UFV students are becoming increasingly frustrated: the school is operating above capacity, resulting in hundreds of waitlisted students across all departments and faculties. Required entry-level courses like English 105 are being hit the hardest – some with more than 400 students being waitlisted – and other prerequisite classes follow closely behind. Many students have been forced to postpone their academic advancement because they are unable to attain spots in these vital service courses, and some may be denied the opportunity to graduate on schedule because of UFV’s lack of space.
Last year, student enrolment rose, and, unfortunately, the school was unprepared to deal with this jump in numbers. As Mark Breedveld, department head of UFV’s Business Administration program, said: “When the economy went down, suddenly we had lots of students wanting to take courses. That was a bit of an unforeseen circumstance, and as an institution, we’re still adjusting to that.” UFV was granted university status in 2008, and its student population has been increasing ever since. “In a sense,” Breedveld noted, “we’ve had too much success for our capacity.”
Why is UFV so ill-equipped to handle these new students? The answer is simple: it doesn’t have the cash. A province-wide post-secondary funding freeze by the Liberal government has left UFV scrambling to find both space and money to deal with the unexpected influx. With full-time enrolment funding capped at 6,645 students and the university operating at around 105 or 106% capacity, the extra courses that are already being provided are actually a drain on financial resources, according to Vice-President Academic Eric Davis. With finances the way they are, the university is unable to satisfy the needs of its student population because it cannot afford to add more blocks of in-demand courses.
According to UFV administration, these extra courses used to pay for themselves – but not anymore. John Carroll, head of the English department, noted: “…with the formula that [UFV is] using now, and the way they’ve calculated it, they find that having more students and more sections actually increases the demand on many different resources in the university, so that, ultimately… 22 students doesn’t satisfy the cost for the course… that’s why they wouldn’t be so willing to open up new sections, because they aren’t cost recovery and they don’t have any money.”

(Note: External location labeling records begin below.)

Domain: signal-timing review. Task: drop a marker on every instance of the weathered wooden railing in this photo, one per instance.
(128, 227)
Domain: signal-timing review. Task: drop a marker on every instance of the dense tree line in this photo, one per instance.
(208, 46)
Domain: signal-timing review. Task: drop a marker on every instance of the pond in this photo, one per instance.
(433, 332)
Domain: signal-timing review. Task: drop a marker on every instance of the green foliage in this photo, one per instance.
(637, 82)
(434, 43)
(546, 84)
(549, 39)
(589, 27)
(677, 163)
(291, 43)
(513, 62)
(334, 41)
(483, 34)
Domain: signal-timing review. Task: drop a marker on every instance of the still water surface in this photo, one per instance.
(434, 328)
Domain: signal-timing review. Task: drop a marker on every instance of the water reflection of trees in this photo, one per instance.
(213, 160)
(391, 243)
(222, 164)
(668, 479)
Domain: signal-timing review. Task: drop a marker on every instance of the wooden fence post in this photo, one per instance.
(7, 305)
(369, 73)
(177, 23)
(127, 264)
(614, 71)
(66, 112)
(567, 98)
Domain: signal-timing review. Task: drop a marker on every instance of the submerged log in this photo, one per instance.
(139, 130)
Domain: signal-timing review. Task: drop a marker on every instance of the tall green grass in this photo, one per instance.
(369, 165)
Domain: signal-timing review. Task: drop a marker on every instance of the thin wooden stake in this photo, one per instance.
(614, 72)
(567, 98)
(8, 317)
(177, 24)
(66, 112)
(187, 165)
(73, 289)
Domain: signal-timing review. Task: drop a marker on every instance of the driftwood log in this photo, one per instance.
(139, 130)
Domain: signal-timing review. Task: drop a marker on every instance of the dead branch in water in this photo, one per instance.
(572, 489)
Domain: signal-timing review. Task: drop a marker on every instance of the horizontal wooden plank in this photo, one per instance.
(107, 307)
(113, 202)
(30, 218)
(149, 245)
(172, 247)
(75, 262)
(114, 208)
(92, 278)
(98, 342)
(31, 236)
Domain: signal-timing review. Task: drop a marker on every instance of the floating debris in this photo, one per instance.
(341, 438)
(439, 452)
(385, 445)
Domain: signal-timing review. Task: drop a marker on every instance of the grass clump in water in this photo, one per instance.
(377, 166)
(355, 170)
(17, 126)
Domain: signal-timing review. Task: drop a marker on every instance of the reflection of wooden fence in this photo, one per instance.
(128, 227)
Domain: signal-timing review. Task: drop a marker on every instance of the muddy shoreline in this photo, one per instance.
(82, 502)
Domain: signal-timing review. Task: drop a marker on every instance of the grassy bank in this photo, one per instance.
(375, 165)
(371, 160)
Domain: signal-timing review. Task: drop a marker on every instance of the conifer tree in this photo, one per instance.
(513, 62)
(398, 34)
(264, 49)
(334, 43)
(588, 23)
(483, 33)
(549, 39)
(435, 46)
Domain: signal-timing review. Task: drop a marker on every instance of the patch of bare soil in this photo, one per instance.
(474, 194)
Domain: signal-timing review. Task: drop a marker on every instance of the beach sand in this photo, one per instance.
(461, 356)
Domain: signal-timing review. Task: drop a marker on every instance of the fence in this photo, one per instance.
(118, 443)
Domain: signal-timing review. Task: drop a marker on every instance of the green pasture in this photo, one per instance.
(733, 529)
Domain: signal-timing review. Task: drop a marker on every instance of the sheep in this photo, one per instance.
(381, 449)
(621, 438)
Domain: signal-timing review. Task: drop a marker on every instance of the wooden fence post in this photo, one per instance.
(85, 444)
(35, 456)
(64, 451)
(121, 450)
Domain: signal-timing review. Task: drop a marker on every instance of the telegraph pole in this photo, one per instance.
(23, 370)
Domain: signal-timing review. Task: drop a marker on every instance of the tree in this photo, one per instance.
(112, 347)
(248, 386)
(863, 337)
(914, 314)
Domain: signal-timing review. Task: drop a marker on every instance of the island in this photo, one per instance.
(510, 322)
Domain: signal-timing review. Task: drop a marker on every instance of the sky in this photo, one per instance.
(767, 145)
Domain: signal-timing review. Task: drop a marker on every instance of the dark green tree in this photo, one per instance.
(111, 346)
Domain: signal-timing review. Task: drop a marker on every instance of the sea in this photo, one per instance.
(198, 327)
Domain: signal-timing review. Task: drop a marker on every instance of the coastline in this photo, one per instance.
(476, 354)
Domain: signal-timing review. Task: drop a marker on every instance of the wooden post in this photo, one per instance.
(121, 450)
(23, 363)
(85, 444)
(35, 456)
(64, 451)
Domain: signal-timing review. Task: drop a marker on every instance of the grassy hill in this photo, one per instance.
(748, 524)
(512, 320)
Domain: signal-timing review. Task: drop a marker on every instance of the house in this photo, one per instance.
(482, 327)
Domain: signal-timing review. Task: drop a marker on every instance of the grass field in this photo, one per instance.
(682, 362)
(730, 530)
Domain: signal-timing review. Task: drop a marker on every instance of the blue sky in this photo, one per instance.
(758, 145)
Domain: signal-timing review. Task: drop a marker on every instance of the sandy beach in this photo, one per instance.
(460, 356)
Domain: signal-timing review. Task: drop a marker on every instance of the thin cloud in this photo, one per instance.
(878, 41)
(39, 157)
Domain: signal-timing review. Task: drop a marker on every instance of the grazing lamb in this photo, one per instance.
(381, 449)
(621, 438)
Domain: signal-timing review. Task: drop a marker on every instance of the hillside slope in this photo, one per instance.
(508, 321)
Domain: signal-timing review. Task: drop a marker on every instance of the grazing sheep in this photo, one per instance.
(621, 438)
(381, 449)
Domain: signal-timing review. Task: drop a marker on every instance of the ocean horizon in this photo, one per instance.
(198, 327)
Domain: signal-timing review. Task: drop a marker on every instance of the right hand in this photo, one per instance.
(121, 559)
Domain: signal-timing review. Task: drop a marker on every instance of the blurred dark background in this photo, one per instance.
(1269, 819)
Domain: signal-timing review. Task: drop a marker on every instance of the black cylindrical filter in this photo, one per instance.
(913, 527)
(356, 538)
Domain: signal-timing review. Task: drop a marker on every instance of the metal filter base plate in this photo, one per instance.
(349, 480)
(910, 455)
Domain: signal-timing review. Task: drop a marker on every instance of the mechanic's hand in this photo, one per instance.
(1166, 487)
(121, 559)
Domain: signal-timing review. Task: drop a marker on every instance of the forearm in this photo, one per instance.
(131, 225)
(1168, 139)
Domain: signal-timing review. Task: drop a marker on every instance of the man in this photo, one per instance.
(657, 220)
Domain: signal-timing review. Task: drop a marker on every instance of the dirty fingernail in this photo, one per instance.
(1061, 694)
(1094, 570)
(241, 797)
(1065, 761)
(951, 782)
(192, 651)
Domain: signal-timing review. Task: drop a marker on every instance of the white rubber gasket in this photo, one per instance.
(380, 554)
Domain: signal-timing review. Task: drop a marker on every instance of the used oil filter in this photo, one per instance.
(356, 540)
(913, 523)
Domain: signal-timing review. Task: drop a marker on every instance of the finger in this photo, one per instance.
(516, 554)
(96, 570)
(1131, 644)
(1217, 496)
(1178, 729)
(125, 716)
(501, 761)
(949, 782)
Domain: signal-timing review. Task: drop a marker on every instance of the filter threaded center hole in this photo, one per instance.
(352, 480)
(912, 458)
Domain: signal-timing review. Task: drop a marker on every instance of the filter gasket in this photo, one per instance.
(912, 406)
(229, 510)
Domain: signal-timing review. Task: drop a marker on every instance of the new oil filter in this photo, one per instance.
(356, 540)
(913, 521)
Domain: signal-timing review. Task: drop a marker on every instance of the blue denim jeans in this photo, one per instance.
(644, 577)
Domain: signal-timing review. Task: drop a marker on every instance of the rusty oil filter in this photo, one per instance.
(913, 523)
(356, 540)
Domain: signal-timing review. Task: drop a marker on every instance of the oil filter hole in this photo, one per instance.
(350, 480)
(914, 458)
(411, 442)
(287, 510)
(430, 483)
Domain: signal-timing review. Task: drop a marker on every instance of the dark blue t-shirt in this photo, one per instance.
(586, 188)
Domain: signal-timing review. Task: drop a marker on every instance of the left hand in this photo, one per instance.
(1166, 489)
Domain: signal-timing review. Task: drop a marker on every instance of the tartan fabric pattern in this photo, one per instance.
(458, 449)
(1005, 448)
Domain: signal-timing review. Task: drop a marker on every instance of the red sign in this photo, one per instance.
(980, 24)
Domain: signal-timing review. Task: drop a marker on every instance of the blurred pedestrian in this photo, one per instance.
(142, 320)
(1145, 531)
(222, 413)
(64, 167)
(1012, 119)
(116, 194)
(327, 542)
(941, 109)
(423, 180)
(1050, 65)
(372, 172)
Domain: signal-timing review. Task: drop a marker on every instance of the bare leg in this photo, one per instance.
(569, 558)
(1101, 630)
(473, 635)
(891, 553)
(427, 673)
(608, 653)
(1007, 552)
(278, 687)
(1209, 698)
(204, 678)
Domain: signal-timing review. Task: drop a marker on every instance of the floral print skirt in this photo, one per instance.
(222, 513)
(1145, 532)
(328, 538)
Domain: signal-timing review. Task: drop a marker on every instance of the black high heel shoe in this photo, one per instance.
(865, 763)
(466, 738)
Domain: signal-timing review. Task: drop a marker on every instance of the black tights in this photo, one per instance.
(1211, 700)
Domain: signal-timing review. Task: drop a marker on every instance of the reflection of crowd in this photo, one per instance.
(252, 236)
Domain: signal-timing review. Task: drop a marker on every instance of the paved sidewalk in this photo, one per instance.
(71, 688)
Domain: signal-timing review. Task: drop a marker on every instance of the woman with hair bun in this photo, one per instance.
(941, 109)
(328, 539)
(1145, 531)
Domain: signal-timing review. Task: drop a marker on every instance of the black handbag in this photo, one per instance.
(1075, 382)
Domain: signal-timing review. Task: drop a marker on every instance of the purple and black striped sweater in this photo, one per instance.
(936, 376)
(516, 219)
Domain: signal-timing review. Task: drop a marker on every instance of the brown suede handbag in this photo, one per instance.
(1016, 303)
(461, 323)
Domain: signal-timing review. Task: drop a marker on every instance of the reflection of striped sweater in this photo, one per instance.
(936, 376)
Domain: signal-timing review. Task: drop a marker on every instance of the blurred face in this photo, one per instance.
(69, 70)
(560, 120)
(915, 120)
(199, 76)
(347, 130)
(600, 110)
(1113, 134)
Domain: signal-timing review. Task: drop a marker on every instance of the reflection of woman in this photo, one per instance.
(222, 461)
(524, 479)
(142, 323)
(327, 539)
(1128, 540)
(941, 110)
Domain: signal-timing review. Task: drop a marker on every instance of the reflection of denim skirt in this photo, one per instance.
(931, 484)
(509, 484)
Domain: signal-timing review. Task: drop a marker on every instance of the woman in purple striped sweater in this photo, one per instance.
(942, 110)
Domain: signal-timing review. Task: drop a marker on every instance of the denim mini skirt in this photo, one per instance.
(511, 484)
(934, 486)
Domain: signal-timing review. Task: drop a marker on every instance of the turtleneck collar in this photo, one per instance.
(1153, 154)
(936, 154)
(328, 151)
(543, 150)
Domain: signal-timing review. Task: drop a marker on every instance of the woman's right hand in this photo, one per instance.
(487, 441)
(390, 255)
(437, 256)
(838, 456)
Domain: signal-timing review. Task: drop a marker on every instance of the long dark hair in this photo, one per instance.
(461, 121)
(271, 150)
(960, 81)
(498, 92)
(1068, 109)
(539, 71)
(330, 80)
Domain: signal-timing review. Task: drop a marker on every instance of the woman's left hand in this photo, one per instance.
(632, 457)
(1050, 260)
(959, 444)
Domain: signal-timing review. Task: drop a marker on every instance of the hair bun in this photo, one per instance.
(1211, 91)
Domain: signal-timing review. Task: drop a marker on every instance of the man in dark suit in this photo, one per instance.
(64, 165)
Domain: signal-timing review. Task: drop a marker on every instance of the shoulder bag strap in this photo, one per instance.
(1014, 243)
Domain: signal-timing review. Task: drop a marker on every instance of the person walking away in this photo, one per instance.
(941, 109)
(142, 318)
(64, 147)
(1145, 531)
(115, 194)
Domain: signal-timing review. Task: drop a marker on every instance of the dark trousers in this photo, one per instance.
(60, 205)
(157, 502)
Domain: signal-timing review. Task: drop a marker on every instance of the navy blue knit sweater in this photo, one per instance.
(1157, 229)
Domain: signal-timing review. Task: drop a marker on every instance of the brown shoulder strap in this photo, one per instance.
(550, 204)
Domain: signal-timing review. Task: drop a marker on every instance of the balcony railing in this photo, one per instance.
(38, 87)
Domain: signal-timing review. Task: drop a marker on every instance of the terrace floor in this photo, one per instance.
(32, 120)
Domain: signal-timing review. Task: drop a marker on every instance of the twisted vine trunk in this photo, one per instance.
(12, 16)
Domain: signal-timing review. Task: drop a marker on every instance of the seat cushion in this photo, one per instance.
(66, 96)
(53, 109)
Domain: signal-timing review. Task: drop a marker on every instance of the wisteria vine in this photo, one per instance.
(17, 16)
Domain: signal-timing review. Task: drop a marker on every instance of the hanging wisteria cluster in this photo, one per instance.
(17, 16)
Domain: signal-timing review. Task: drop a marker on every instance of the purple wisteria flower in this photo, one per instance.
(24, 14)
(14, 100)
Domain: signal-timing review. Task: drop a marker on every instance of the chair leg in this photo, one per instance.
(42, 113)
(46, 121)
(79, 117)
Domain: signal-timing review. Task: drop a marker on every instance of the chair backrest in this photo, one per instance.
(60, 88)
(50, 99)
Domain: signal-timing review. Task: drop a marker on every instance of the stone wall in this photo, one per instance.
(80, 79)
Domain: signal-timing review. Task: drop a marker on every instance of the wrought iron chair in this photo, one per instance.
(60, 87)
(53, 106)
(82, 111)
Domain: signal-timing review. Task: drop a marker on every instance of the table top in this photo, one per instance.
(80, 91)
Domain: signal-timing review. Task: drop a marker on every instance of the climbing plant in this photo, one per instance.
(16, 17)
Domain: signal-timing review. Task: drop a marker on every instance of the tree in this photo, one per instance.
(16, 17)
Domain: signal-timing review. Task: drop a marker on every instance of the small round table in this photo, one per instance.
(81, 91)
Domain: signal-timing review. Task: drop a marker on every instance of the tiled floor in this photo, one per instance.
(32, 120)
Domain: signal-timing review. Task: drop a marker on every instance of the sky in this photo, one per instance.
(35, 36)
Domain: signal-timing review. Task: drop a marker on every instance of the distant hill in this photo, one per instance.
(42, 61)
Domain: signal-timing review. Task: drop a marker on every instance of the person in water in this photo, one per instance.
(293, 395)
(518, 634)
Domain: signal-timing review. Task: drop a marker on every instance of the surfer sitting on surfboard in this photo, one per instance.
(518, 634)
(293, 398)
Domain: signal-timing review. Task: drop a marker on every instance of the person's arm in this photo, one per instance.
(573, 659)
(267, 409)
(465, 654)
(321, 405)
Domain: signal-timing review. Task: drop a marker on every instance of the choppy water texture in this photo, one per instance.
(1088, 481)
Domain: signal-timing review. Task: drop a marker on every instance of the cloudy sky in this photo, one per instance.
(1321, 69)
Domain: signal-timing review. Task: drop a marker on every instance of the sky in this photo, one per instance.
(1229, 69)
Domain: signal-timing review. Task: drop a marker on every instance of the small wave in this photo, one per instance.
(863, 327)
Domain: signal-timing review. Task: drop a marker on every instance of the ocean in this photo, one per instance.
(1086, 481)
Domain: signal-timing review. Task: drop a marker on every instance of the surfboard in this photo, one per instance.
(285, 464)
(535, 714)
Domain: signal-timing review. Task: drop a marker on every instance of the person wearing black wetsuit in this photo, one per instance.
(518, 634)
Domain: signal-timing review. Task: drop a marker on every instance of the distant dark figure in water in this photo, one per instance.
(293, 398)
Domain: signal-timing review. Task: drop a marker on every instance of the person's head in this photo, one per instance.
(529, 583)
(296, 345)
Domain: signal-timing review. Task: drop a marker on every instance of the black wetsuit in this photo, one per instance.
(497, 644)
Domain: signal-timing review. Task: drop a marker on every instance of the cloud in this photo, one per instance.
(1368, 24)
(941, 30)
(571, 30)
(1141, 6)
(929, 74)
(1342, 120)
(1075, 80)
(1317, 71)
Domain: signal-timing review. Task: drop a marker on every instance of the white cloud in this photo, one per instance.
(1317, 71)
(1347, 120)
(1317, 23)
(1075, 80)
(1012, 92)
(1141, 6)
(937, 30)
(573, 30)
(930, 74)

According to Carroll, “There’s no growth funding from the government, so we’re basically stuck at the level that we’re at. We used to get growth money all the time, and we used to spend [it] in advance, because we… assume[d] we’d be getting more the next time around, so [now] we have to tighten our belts. In order to pay for it, you have to find the money from somewhere else in the institution. You can’t hope to get that money from the government.”
What does the future hold for waitlisted students? Given the current public policy and political climate, said Eric Davis, Vice-President Academic, “there`s a recession…the government spent a lot of money on the Olympics, it’s not in great financial shape, and health care gets first priority, then K-12 education, then post-secondary education.”